Eu vejo que essa manifestação ela está unindo estudantes, trabalhadores de diferentes categorias, caixas de supermercado, atendentes de farmácia, vendedores de shopping e vários outros. E foi isso que eu sempre tive como convicção: que os trabalhadores têm que se unir, independente de categoria. Nós temos que entender que em todos nós estamos no mesmo barco, na mesma tempestade, e começar a lutar para ter melhores condições, para ter mais direitos, porque nós viemos perdendo direitos em cada reforma que teve: reforma previdenciária, reforma trabalhista, agora a reforma administrativa.
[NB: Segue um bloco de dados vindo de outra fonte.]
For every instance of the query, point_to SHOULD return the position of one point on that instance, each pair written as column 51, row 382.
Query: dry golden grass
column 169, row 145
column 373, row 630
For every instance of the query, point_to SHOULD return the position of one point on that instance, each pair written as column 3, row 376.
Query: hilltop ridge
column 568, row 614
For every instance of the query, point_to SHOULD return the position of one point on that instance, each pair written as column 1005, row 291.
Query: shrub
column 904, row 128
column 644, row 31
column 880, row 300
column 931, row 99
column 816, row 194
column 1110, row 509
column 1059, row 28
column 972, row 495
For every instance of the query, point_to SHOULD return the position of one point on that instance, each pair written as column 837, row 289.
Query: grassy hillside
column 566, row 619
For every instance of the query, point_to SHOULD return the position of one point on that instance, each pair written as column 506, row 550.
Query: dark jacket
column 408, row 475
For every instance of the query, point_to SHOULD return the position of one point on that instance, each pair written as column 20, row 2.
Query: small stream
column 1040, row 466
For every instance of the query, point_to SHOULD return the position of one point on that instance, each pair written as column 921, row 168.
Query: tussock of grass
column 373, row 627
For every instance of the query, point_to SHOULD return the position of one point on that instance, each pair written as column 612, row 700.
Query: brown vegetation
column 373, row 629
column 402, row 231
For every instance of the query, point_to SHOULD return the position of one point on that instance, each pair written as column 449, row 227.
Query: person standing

E eu sei que cada reforma que vem vem para onerar ainda mais o trabalhador, tirar direito desse trabalhador. Então se a gente não tiver essa união nós não vamos conseguir resistir. Essa é que é a verdade.

Por que a escala 6x1 tem que acabar?

Escala 6x1 tira a vida social e afetiva, a saúde mental e a física das pessoas. Você tem só uma folga na semana, trabalha oito horas por dia, sem feriado, sem datas comemorativas – porque chega ao fim do ano se você folga o Natal para estar com a família, você vai trabalhar no ano novo e vice-versa. Então, acaba trazendo diversas mazelas psicológicas. Hoje, várias doenças que entraram na lista de doenças por trabalho, como burnout, depressão e ansiedade, são gerados pelo excesso de carga horária, pelo cansaço.

Não dá para ter vida fora do trabalho.

A gente vê trabalhador dentro dessa escala, mal remunerado, com a escala excessiva, sem tempo para estar quase com a família, sem vida social, sem ciclo de amigos – a não ser aqueles que trabalham com ele. Eu passei por isso. Eu jogava bola com o pessoal do shopping, saía com o pessoal do shopping. Então, estava mais com o pessoal do trabalho do que com a minha família, dentro de casa. Você não tem tempo para resolver um problema dentário, por exemplo, porque pensa: “Ah, se eu der atestado vão me demitir”. Então, não faço consulta, não faço check-up, só vou ao hospital quando chego ao extremo. Fora a pressão.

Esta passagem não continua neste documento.